Frank Schaeffer has gaudily departed from the evangelical Christian family he was raised in, and how writes hair-on-fire articles about the dangers of the radical religious right. Last week, we found him warning on MSNBC of how Michele Bachmann represents a “theocracy in waiting” from people “who actually hate the United States as it is.”
Unsurprisingly, The Washington Post thinks Schaeffer’s new book Sex, Mom & God deserved a rave review in the Sunday paper, and went to find author Jane Smiley, who once wrote that Ann Coulter’s parents should be ashamed of themselves and that “Americans aren't nice or decent people, and conservative, overtly patriotic Americans are even less decent and less nice.”
The Post is probably not unaware of Smiley’s cozy fondness for “Frank,” as she calls him in her review. On the Huffington Post, Schaeffer thanked her for a “lovely long piece” in The Nation hailing his previous my-Christian-family-was-nuts memoir “Crazy for God” back in 2007. (Or will the Posties be surprised and hadn't managed to Google the two names?) Smiley summed it all up: the religious right can't handle women or their sex drive:
In “Sex, Mom, and God,” Frank makes the case that he and his parents were prime movers behind the political rise of the religious right in the United States, and he further makes the case that their home life was about as nutty as it could be....

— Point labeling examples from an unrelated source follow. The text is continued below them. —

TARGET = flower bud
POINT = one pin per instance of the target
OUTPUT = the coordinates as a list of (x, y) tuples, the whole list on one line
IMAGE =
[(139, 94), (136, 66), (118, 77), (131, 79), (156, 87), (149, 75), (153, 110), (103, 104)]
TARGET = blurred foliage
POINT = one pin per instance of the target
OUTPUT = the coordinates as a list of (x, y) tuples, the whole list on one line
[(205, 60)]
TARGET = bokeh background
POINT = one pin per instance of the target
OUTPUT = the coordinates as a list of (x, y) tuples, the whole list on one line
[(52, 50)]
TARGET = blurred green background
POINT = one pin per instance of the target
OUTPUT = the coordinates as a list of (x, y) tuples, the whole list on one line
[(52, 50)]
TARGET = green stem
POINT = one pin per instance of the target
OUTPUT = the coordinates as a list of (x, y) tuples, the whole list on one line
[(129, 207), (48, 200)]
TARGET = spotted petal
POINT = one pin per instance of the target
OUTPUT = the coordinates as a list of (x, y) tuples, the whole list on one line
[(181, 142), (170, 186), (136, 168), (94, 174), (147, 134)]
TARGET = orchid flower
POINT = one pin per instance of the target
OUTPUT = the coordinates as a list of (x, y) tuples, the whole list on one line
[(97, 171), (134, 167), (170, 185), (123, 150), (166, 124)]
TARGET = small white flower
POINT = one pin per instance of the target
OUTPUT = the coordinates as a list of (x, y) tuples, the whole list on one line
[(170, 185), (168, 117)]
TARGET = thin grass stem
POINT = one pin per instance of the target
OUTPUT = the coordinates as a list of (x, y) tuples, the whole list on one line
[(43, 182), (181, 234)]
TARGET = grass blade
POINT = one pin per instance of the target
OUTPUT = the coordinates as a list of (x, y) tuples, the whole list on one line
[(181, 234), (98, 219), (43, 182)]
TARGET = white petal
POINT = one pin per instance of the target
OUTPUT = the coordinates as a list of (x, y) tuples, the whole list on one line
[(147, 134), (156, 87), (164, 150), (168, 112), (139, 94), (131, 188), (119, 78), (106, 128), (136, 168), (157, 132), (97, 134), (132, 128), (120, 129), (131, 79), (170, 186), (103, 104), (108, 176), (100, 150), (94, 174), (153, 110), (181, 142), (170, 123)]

Frank seems to have been born irreverent, but his memoirs have a serious purpose, and that is to expose the insanity and the corruption of what has become a powerful and frightening force in American politics. He considers himself an eyewitness to the insanity during his childhood, and an eyewitness to the corruption during his early adulthood. The root of both, according to this book, is the perverse and destructive view that the “God-of-the-Bible” takes of women and sexuality — that women are inherently corrupt and that their sexuality must be controlled by men. Frank’s point in “Sex, Mom, and God” is that female sexuality is at the heart of the abortion debate that energized the religious right, and he asserts, from his experience of both his very troubled father and himself, that profound anxiety about women and hypocrisy about the sex drive shape the evangelical bid for power in the United States.
This sounds exactly like longtime NPR thespian Garrison Keillor, who wrote in Time in 1995 about how Bill Clinton could take comfort because when "the Republicans get feverish and clammy and speak in tongues and handle snakes, he can go out to Omaha and Houston and be charming and graceful" while "The Republicans are going to be the Party That Canceled the Clean Air Act and Took Hot Lunches from Children, the Orphanage Party of Large White Men Who Feel Uneasy Around Gals." (Keillor's not uneasy around the gals: he's been married three times.)
Schaeffer pleased Smiley by theorizing that God should be more tolerant, like his mother. That "God of the Bible" is an awful being:
Frank contemplates women primarily through his mother, a beautiful daughter of missionaries and the organizer and enabler of L’Abri and of the career of Francis Schaeffer. Frank makes the case that Edith has lived the distortions of Biblical discourse for her entire life — she is now 96 — and has accommodated them by shading over the cruelest instructions or ignoring them entirely. She has, for example, used birth control in spite of biblical prohibitions against Onan spilling his seed, and she has been kind and compassionate toward lesbians, the unsaved and Frank’s own wife, whom he impregnated when they were unmarried teenagers — no stoning for Edith. As a result, Frank considers his mother to be a better spiritual model than the God-of-the-Bible, and he would like other evangelicals to understand this, too.
Smiley concluded the review: "Frank has been straightforward and entertaining in his campaign to right the political wrongs he regrets committing in the 1970s and ’80s. As the author of 10books since 2000, and plenty of articles and blogs, he has been more than industrious. As someone who has made redemption his work, he has, in fact, shown amazing grace."